Pinkie Pie was determined to go to that mine and see if there were bearsharks in it.
So off they went. They didn't find any bearsharks but they did find some dwarves who had enslaved other dwarves and were working the mine. The characters had some hilarious discussions with the dwarves and then eventually decided to insist on the slaves being freed and violence ensued, as it so often does in fantasy stories.
When designing adventures I like to throw in lots of side stuff. People that aren't necessarily important, places that the characters don't need to visit. I think the game is a lot more fun if things that aren't plot critical still get fleshed out. I hadn't intended that the mine be a thing the characters did, though I had the basic premise sketched out of what would happen if they did go there.
This is one of the things that gets a lot better with time. Eventually a GM can get a lot better at figuring out what random stuff their group will seize upon and follow up so the preparation can be more efficient.

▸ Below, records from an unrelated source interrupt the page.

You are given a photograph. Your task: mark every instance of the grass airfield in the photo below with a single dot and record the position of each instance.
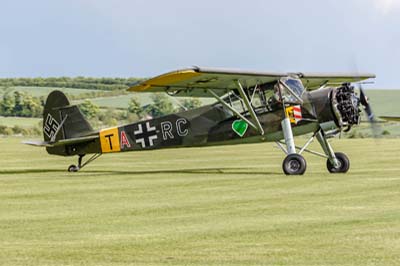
(204, 206)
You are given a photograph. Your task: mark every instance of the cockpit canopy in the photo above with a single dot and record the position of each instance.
(292, 89)
(269, 96)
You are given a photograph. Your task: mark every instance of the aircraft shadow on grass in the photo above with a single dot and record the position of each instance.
(218, 171)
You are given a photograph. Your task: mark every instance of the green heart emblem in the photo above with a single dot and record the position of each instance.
(240, 127)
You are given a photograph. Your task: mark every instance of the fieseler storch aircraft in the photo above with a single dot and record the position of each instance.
(250, 107)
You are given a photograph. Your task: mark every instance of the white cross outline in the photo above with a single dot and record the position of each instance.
(149, 129)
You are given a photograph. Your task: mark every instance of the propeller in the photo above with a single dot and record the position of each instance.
(364, 101)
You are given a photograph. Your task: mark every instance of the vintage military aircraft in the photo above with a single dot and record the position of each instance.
(250, 107)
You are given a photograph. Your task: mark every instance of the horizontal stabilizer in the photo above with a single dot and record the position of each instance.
(61, 142)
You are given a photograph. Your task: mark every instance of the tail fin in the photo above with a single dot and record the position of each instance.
(62, 121)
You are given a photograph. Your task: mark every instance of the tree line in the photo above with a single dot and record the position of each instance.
(68, 82)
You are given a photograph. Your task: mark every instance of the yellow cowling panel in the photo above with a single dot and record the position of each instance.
(168, 79)
(109, 140)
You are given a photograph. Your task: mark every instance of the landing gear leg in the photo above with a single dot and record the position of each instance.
(294, 164)
(74, 168)
(337, 162)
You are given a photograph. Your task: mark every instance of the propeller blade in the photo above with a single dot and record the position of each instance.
(375, 127)
(367, 107)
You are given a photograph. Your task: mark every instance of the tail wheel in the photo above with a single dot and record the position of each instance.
(73, 168)
(294, 164)
(344, 164)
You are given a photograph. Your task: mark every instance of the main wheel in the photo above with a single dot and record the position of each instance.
(294, 164)
(73, 168)
(344, 164)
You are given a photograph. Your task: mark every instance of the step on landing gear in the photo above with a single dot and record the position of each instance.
(294, 163)
(73, 168)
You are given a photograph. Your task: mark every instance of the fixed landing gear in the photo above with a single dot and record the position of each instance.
(294, 164)
(73, 168)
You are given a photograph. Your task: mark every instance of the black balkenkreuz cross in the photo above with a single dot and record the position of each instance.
(50, 126)
(145, 134)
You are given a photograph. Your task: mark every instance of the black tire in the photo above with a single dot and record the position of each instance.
(343, 161)
(294, 164)
(73, 168)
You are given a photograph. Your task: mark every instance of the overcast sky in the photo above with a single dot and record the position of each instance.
(123, 38)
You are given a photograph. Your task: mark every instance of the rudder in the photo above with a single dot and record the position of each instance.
(62, 121)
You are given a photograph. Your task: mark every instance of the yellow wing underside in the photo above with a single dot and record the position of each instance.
(197, 81)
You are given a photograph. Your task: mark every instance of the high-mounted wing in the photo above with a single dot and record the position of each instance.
(313, 81)
(197, 81)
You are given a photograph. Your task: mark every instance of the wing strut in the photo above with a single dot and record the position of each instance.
(233, 110)
(249, 107)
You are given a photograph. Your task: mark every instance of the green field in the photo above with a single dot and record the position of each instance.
(203, 206)
(384, 102)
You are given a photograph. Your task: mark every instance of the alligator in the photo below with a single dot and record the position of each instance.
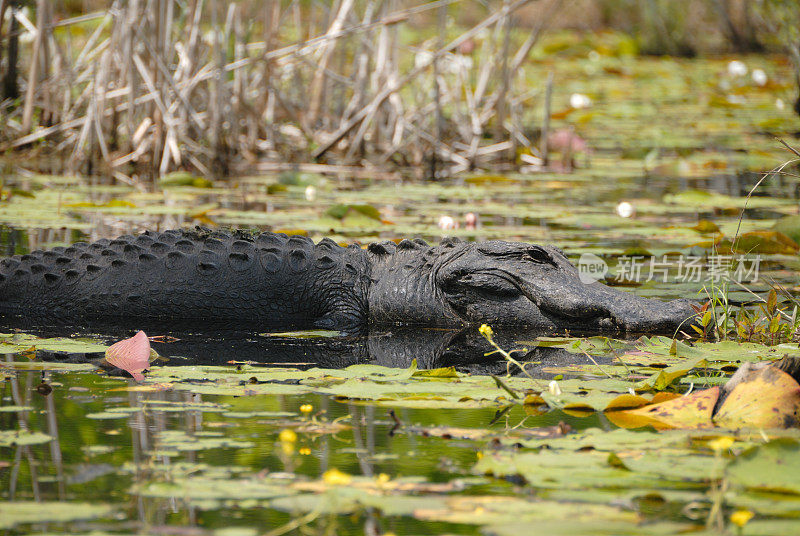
(271, 279)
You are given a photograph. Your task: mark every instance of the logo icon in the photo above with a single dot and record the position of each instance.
(591, 268)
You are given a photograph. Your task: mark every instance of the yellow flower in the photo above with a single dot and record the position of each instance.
(287, 436)
(334, 477)
(721, 443)
(741, 517)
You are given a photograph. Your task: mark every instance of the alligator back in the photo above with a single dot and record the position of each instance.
(189, 275)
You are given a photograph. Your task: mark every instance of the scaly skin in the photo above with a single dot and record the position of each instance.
(274, 280)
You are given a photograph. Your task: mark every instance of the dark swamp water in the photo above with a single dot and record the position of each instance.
(242, 432)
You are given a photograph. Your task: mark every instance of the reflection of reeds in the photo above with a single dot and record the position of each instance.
(215, 87)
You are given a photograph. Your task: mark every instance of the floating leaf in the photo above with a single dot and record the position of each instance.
(789, 226)
(765, 398)
(690, 411)
(766, 242)
(131, 355)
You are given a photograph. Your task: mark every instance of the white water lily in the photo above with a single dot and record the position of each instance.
(579, 100)
(625, 210)
(759, 77)
(737, 68)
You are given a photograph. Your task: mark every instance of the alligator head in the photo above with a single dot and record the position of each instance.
(511, 283)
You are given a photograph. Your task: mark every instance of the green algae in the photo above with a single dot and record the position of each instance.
(25, 512)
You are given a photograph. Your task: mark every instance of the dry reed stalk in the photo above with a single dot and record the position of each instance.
(151, 94)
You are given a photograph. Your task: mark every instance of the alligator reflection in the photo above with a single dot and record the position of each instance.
(464, 349)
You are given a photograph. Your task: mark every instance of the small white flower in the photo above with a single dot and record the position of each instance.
(625, 210)
(579, 100)
(446, 222)
(759, 77)
(737, 68)
(423, 57)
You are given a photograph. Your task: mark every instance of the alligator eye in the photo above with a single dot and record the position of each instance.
(538, 255)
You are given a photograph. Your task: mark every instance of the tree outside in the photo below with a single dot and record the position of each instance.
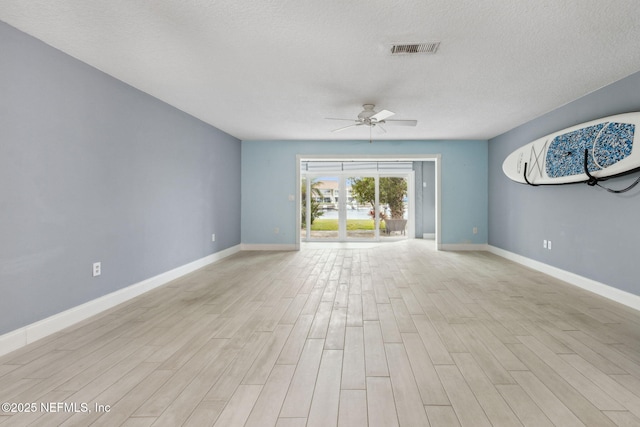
(393, 191)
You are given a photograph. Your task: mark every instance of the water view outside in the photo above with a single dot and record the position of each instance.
(360, 225)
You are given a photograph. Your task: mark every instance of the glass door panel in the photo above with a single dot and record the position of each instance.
(360, 205)
(394, 203)
(320, 195)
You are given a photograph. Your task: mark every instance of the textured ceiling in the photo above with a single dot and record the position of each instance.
(275, 69)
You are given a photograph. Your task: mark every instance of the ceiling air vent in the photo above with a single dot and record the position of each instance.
(404, 49)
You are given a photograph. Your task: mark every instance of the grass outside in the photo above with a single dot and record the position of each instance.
(352, 224)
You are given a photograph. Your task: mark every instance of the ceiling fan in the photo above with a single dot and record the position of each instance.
(370, 117)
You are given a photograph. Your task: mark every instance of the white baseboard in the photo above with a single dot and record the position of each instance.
(463, 247)
(614, 294)
(269, 247)
(26, 335)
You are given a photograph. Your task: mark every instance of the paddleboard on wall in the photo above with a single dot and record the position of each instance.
(559, 158)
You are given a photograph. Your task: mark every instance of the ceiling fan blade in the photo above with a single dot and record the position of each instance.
(380, 116)
(401, 122)
(346, 127)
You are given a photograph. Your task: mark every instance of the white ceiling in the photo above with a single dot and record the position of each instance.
(274, 69)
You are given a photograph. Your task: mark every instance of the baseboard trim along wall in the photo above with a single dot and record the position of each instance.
(26, 335)
(614, 294)
(269, 247)
(463, 247)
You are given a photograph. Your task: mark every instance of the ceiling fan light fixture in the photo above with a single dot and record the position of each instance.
(414, 48)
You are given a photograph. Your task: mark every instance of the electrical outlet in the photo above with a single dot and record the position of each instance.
(97, 269)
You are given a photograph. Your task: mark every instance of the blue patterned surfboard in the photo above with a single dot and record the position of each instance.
(559, 158)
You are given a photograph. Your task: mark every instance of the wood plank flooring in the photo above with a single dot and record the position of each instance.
(392, 335)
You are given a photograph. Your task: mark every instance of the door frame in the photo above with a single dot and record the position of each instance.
(436, 158)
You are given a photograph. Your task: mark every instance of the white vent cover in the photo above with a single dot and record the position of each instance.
(413, 48)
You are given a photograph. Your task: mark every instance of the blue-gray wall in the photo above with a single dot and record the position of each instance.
(269, 177)
(94, 170)
(594, 233)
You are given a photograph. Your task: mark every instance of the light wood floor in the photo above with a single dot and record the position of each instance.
(393, 335)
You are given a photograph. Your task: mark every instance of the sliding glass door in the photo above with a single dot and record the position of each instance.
(358, 206)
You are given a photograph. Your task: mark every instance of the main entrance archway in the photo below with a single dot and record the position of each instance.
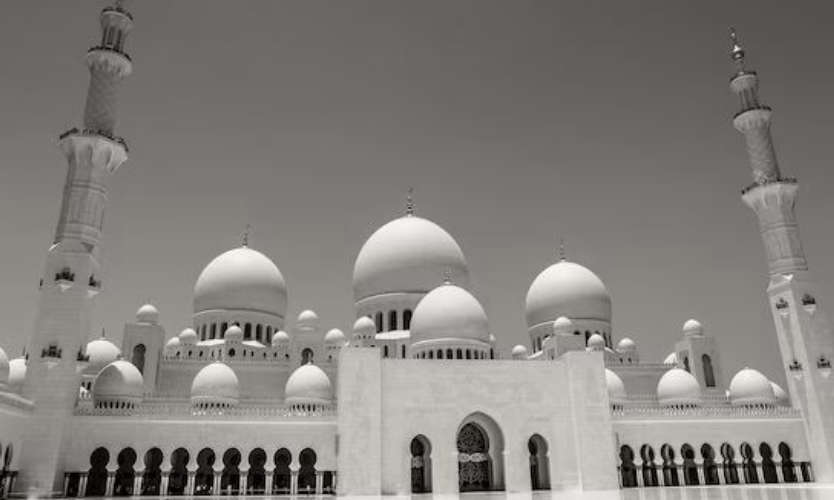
(480, 454)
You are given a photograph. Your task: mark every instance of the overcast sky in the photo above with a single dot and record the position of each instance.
(517, 123)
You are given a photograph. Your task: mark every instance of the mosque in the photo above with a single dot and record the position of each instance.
(413, 397)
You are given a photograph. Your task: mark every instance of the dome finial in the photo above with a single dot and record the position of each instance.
(409, 201)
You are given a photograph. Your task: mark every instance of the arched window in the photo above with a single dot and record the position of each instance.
(138, 358)
(628, 471)
(539, 466)
(709, 375)
(420, 465)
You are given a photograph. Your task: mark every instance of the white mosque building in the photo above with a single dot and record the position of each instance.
(413, 397)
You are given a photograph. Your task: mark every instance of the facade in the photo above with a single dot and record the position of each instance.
(415, 398)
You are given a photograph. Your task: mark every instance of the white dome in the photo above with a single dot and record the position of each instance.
(616, 387)
(334, 336)
(596, 342)
(100, 353)
(148, 313)
(215, 384)
(567, 289)
(233, 334)
(241, 278)
(519, 352)
(188, 337)
(449, 312)
(562, 326)
(409, 254)
(120, 382)
(364, 326)
(280, 338)
(308, 384)
(626, 345)
(750, 387)
(693, 328)
(17, 373)
(678, 387)
(4, 367)
(780, 394)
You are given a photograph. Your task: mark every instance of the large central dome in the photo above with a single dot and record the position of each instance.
(241, 278)
(409, 254)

Pinkie Pie has a powerful magic item that she wants to activate so I assume she would be all about chasing down that storyline. Instead she was all about going into an empty hole in the ground.
I have some things to learn yet, it would seem.
Oh sure, as GM you're okay with exploring secondary locations and adventures, but as a player you get all worked up when someone (let's say, a gnome) wants to follow a whim or an obvious plot hook and free some slaves.
ReplyDeleteAs a player I don't get worked up. As a *character* I get worked up. Completely different.